Uma assistente social de 45 anos, de um Centro de Referência de Assistência Social (CRAS) de Cuiabá foi agredida por duas mulheres de 26 e 28 anos, na manhã dessa quarta-feira (24). A agressão teria sido motivada após a profissional comunicar a uma das suspeitas que o benefício dela estava suspenso por falha no cadastro.
O caso foi registrado na unidade do bairro Praeiro. As mulheres foram presas e a vítima passou por exame de corpo e delito.

Segundo o boletim de ocorrências da Polícia Militar, as suspeitas chegaram no local exaltadas e agressivas, e começaram a desacatar a vítima com palavras de baixo calão.
Momento em que a vítima pegou o telefone para gravar a situação, mas teve o aparelho tomado por uma delas. Uma testemunha que estava no local interveio e pegou o celular de volta.
O registro consta ainda que as suspeitas fizeram ameaças de morte contra a assistente social dizendo que iriam matá-la, pois eram faccionadas. Ela ainda afirmou que voltaria ao local, com outros membros da facção criminosa, para “acertar as contas”.
A vítima contou à polícia que foi agredida com um tapa no peito e um puxão de cabelo, e as agressões só cessaram porque as pessoas que estavam no local intervieram.
As suspeitas foram encontradas próximas da unidade do CRAS e foram detidas. Elas foram encaminhadas para a Central de Flagrantes para providências cabíveis.
Em nota, a Prefeitura de Cuiabá esclareceu que o episódio aconteceu após a agressora ser comunicada sobre a suspensão temporária do Benefício de Prestação Continuada (BPC/Loas) por falta de atualização do Cadastro Único e não aceitar as explicações técnicas da servidora.
Nota de Esclarecimento
A Prefeitura de Cuiabá, por meio da Secretaria Municipal de Assistência Social, esclarece que uma servidora sofreu agressões físicas e psicológicas durante atendimento no Centro de Referência de Assistência Social (CRAS) Praeirinho, na quarta-feira (24).
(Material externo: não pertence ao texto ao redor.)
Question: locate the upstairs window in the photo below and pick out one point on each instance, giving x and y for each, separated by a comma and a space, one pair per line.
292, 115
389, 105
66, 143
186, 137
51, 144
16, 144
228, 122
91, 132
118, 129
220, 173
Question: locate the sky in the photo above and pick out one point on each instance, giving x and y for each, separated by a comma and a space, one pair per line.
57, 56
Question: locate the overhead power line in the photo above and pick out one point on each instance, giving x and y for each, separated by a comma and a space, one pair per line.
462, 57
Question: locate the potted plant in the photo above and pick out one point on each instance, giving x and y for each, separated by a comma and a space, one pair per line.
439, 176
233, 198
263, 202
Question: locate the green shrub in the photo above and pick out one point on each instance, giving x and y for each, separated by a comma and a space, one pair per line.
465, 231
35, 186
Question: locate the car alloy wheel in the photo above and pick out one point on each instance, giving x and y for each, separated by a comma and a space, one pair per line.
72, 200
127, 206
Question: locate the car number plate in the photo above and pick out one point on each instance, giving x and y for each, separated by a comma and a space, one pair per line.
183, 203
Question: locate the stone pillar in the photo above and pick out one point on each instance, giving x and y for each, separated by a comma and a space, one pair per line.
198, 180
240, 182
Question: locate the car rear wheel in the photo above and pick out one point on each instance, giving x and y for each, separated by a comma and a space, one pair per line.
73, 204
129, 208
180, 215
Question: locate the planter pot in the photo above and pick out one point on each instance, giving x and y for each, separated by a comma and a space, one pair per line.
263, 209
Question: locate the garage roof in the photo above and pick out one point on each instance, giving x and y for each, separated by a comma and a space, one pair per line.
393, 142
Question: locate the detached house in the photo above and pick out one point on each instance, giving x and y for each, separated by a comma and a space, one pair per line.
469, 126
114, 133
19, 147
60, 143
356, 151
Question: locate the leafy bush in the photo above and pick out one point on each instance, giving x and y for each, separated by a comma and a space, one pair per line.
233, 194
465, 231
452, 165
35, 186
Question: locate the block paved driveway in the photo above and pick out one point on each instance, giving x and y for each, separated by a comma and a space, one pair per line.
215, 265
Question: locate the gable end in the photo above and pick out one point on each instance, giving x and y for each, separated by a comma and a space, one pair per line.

O episódio iniciou-se após a agressora ser comunicada da suspensão temporária do Benefício de Prestação Continuada (BPC/Loas) por falta de atualização do Cadastro Único e não aceitar as explicações técnicas da servidora. A situação foi contida por pessoas presentes no local e a Polícia Militar foi acionada imediatamente.
Um boletim de ocorrência foi registrado, assim como exame de corpo de delito e medidas legais. A servidora recebeu acolhimento integral, companhamento da gestão e suporte necessário para garantir sua segurança e bem-estar. Paralelamente, a Secretaria prestou os devidos esclarecimentos à agressora, assegurando os serviços competentes da pasta.
A gestão municipal lamenta profundamente o fato e repudia veementemente qualquer tipo de agressão contra servidores públicos em pleno exercício de suas funções. O caso será rigorosamente apurado, reforçando que atentar contra trabalhadores em serviço é crime previsto em lei. Como medida preventiva, está sendo intensificado o registro e encaminhamento de denúncias, reforço da segurança nas unidades de atendimento, monitoramento e ampliação das parcerias junto à Polícia Militar.